On Friday night, Parlor hosted DJ Khaled for the weekend’s most bafflingly enjoyable performance. Not quite a DJ, a rapper, or a producer, Khaled’s chief skill is essentially radiant magnetism. He plays fixer and hype-man on records, bringing more acutely talented acts together to shine. This isn’t a skill that should translate well in a solo live setting, but the man’s outsize energy and quirky catchphrases turned Parlor into a madhouse even after a disheartening 20-minute delay blamed on “walking through security.” A frantic sequence of tiny bits of rap hits gave way to appearances from Atlanta rapper T.I. and local heroes Fat Joe and Remy Ma, who led with their popular summer single “All the Way Up” and ran through a gauntlet of hits they didn’t seem prepared to perform. “I know you only came for one song,” our maestro told his guests, “but I have some requests …” When Khaled comes calling, you never say no.
To catch all of Saturday night’s wide-ranging charms, you had to hoof it back and forth across the park between sets from soul singer Anderson .Paak, R&B/new-wave architect Blood Orange, hip-hop/EDM duo Flosstradamus, indie-rock elder statesmen the National and Sufjan Stevens, and the Kendrick Lamar closer. Each crowd carried a different character. Bohemians of all stripes suffered the afternoon sun for a glimpse of Blood Orange figurehead Dev Hynes, and he delivered coolly and beautifully, twirling freely through microphones, guitars, and pianos while singing of self-love and acceptance. At Flosstradamus, a sea of bros delighted in the juxtaposition of bar jukebox mainstays like the White Stripes’ “Seven Nation Army” and the hardest of trap tunes. Later, the same stage saw Sufjan deftly inject songs from last year’s somber Carrie & Lowell into the neon daydream of his Age of Adz stage show, attacking both the deathly “All of Me Wants All of You” and the titanic “Impossible Soul” with a mix of costume, composure, and craftsmanship. Kendrick lacked Stevens’s musical-theater flair but showcased similarly technical excellence as he and his band tore through choice selections from his jazz- and hip-hop-flecked studio albums.

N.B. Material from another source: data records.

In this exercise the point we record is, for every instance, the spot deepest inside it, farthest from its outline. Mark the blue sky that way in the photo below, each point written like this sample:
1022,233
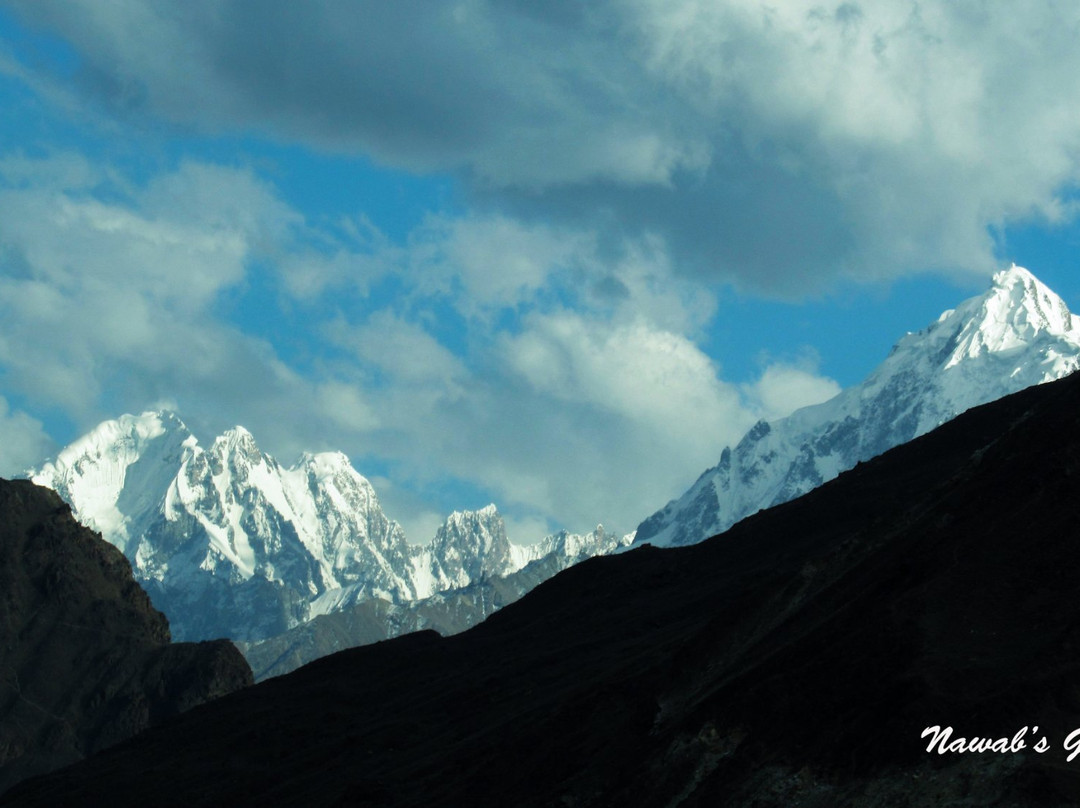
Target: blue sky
554,256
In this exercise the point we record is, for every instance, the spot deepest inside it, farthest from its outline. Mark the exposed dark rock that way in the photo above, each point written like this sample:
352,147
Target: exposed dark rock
794,660
85,660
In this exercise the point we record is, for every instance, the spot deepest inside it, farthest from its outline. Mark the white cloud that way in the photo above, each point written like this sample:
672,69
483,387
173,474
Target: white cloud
783,388
780,146
23,441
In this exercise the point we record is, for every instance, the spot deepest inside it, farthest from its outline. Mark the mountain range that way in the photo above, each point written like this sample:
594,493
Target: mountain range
797,659
298,562
1015,335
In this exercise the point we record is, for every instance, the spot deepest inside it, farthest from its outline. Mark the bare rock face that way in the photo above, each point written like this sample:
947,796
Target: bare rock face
85,660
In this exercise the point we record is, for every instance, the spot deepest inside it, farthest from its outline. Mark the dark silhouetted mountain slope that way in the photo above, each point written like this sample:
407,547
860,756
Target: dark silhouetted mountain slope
794,660
85,661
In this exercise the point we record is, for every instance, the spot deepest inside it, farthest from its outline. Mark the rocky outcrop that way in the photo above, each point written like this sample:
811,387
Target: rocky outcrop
85,660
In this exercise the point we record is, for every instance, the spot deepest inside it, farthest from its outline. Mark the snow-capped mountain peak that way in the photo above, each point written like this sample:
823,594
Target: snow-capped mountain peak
1014,313
1016,334
229,542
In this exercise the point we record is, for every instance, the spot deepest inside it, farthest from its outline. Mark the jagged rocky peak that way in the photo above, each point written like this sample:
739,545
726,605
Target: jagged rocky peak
472,543
1013,313
1018,333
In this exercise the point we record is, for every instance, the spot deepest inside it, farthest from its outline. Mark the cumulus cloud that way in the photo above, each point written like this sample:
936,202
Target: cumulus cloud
778,146
782,388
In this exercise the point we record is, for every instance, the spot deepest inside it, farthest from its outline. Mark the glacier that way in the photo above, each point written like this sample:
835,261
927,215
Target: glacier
1018,333
229,542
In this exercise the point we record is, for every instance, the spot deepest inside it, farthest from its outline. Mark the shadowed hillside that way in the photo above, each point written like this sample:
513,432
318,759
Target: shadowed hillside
86,661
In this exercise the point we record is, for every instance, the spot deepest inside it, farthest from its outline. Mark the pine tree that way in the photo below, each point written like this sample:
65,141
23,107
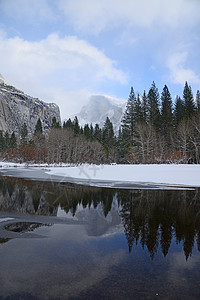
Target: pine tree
97,132
13,141
138,110
153,106
68,124
108,133
76,126
24,134
198,100
6,140
144,107
86,131
179,111
91,132
55,124
188,100
38,127
128,121
166,111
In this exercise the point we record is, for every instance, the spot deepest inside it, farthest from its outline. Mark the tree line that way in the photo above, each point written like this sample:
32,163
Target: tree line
151,218
153,130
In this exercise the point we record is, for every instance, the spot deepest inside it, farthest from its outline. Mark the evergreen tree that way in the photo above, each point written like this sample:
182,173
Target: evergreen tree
38,135
166,111
179,111
86,131
6,140
1,141
38,127
97,132
144,107
24,134
13,141
76,126
198,100
153,106
91,132
128,120
55,124
138,110
108,133
188,100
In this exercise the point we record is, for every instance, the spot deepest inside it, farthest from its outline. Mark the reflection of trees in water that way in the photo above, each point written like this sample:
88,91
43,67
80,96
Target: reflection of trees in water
150,217
154,217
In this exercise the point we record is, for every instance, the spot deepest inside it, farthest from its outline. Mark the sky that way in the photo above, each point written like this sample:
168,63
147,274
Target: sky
64,51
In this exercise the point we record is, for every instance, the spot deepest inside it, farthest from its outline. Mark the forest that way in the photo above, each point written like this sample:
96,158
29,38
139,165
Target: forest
153,130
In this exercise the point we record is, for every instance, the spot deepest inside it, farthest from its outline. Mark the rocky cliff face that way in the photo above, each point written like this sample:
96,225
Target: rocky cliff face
17,108
99,108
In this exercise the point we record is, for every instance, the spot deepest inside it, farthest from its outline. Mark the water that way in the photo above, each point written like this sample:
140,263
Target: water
65,241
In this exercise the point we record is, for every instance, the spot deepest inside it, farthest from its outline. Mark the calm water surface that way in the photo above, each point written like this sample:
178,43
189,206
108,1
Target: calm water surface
65,241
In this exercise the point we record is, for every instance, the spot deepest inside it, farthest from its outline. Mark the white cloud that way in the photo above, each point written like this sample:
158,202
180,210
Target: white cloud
94,16
37,10
178,73
56,67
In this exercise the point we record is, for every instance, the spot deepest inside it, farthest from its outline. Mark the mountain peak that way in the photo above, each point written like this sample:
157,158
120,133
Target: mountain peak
2,80
98,108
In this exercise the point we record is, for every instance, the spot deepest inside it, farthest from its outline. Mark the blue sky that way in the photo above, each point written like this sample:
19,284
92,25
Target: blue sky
63,51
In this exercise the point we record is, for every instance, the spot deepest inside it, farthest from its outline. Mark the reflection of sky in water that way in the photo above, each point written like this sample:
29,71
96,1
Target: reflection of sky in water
88,257
69,263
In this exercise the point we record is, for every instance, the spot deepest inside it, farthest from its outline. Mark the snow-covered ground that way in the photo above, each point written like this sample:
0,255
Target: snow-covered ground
113,175
185,175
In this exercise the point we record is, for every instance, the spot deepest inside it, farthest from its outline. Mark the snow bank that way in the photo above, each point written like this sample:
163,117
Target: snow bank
184,175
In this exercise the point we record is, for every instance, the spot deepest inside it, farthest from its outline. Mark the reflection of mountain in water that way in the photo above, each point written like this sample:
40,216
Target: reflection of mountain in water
150,217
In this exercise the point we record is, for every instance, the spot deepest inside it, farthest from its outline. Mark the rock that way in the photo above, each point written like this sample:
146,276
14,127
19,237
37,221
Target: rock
17,108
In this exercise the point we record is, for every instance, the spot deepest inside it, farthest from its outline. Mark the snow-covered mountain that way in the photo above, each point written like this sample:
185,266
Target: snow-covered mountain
99,108
17,108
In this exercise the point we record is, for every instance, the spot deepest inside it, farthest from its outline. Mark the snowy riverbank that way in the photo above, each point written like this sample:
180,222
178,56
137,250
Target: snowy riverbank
111,175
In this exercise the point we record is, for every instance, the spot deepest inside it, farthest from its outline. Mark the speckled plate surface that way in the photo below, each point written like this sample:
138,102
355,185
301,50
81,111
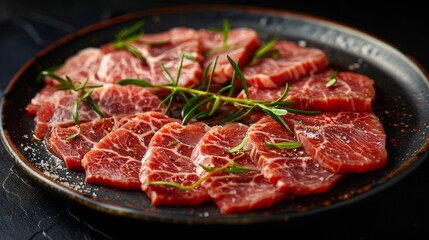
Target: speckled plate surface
401,103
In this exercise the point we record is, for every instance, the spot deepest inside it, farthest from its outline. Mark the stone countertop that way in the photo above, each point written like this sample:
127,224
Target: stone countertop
30,212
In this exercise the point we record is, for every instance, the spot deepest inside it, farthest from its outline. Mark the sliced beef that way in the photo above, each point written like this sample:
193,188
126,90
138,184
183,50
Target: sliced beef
344,142
241,43
166,48
72,151
291,170
294,62
168,159
351,92
54,108
233,192
80,67
115,160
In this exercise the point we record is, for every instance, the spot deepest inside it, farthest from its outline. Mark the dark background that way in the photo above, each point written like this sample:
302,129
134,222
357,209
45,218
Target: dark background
30,212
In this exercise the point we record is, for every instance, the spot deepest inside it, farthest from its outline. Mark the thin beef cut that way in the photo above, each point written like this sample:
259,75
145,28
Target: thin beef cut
54,108
80,67
115,160
294,62
291,170
168,160
241,42
159,48
351,92
233,192
343,142
72,151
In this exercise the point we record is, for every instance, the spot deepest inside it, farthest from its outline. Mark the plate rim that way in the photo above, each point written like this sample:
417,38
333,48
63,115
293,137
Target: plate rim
76,197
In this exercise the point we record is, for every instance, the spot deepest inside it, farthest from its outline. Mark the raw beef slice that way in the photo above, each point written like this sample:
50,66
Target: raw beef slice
351,92
72,151
344,142
233,192
291,170
168,160
55,109
115,160
242,42
120,64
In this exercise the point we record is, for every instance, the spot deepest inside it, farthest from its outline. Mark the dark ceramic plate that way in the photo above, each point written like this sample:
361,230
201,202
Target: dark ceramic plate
402,105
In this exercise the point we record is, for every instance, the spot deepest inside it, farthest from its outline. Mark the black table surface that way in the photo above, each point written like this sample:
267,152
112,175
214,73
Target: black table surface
28,211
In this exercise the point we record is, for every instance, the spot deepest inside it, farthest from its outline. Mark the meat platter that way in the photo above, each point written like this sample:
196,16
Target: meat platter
402,93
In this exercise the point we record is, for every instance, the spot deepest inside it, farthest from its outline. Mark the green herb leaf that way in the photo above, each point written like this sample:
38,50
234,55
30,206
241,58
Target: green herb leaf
283,145
204,77
282,96
215,106
74,135
48,72
159,43
75,112
136,82
226,30
266,51
239,147
212,74
165,70
239,170
136,53
332,79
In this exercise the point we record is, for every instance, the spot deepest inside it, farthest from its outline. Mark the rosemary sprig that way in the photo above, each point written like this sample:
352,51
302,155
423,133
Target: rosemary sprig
283,145
266,51
66,84
332,79
201,103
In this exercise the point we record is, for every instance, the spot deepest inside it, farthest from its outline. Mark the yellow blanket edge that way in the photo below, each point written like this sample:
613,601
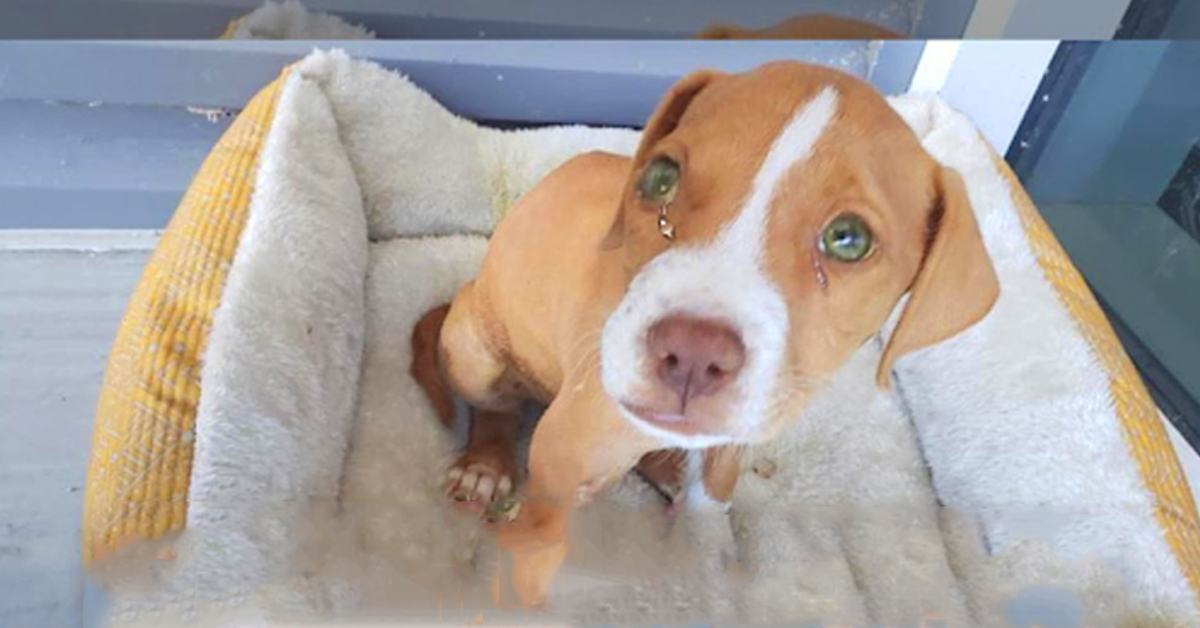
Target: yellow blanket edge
142,448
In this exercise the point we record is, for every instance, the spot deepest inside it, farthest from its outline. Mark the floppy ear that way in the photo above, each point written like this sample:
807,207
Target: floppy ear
664,120
955,285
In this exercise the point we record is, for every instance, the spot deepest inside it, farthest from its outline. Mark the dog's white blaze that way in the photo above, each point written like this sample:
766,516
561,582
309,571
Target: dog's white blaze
726,280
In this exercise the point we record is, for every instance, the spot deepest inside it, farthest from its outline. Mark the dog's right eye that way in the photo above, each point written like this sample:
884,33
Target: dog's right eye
846,238
659,180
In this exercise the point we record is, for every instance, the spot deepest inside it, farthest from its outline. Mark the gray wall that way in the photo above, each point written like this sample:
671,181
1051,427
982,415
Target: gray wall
467,18
1127,127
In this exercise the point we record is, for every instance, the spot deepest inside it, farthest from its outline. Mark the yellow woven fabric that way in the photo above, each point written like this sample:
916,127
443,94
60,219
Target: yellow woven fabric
231,28
142,441
1140,423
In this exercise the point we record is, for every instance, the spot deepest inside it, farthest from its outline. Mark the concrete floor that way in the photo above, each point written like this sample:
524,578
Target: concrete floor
59,310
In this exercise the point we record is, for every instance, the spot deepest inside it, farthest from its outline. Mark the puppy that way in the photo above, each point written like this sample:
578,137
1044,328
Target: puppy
695,295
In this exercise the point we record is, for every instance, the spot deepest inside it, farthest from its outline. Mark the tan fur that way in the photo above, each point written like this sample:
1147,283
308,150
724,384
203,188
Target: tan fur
558,264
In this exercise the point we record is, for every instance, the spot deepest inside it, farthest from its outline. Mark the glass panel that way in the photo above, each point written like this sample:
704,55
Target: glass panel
1119,180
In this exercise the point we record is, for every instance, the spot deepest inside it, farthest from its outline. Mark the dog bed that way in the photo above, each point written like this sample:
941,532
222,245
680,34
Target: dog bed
261,452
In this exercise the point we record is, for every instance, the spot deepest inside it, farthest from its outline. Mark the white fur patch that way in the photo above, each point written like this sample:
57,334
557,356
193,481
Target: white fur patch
724,280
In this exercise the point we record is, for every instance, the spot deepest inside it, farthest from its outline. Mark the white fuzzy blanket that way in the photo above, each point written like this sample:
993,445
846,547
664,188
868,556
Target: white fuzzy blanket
991,489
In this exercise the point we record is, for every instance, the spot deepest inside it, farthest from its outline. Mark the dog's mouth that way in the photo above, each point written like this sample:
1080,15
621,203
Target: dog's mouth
673,422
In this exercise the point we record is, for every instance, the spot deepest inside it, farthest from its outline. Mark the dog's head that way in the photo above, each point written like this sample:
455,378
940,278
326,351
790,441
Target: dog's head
803,209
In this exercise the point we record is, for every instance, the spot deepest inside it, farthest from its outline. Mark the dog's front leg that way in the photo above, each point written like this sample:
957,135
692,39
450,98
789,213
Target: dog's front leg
581,443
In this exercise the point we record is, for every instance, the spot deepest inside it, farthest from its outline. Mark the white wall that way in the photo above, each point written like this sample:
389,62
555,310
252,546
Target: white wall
993,82
1031,19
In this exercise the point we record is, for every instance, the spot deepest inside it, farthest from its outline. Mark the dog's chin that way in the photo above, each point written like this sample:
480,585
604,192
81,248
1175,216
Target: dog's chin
690,429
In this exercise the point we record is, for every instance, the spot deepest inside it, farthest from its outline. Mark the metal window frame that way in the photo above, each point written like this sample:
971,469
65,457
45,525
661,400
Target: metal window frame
1054,95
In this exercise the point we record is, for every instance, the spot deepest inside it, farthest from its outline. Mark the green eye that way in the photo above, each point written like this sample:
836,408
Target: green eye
846,238
659,180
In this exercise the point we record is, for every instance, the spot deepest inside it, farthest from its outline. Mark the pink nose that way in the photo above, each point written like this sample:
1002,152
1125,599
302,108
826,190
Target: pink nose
695,357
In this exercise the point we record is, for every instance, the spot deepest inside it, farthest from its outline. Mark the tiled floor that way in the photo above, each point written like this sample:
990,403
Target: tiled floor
58,314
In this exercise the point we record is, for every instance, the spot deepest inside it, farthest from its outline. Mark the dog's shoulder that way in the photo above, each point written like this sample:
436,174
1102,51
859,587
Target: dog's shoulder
594,173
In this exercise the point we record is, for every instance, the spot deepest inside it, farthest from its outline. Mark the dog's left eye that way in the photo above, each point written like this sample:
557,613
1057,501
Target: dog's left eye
846,238
659,180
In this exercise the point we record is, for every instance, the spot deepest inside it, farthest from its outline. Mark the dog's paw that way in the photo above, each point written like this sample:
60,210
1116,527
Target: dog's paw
475,484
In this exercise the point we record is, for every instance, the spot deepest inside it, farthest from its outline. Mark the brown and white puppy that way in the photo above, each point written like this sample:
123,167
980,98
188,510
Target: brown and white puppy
801,207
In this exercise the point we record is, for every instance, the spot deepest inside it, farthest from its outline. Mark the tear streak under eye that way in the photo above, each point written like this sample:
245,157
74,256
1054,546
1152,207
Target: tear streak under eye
819,269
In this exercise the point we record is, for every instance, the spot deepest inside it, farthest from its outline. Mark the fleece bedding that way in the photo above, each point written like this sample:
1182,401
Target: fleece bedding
1017,474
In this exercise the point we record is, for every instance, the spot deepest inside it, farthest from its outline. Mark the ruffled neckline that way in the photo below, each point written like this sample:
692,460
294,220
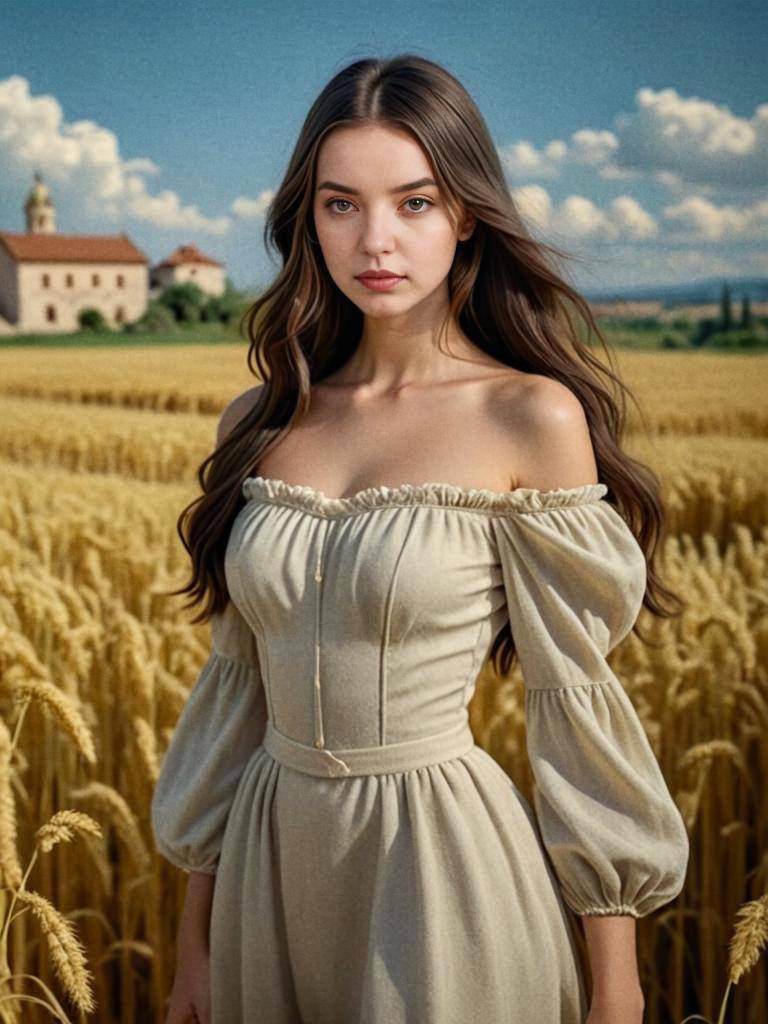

Panorama’s Sunday evening closer was perhaps its most hotly anticipated act. Newly reunited New York dance-punk outfit LCD Soundsystem made a full-fledged return to New York following two semi-secret Webster Hall warm-up shows earlier this year. Over nearly two hours, singer/producer James Murphy, singer/keyboard player Nancy Whang, drummer Pat Mahoney & Co. partnered mechanical precision with stunning range. The set list sprawled across early singles “Yeah” and “Daft Punk Is Playing at My House,” emotional mid-career tearjerkers “Someone Great” and “New York, I Love You But You’re Bringing Me Down,” a Suicide cover dedicated to the late Alan Vega, and a wealth of dance-floor scorchers like “Us v Them,” “Get Innocuous!” and “Dance Yrself Clean.” LCD’s emotional dance party was a fitting farewell to a weekend of sweat and triumph. Year one of Panorama Music Festival was an endurance test, a winner’s game for the patient. Next year, pray for a light chill and a dusting of cloud cover.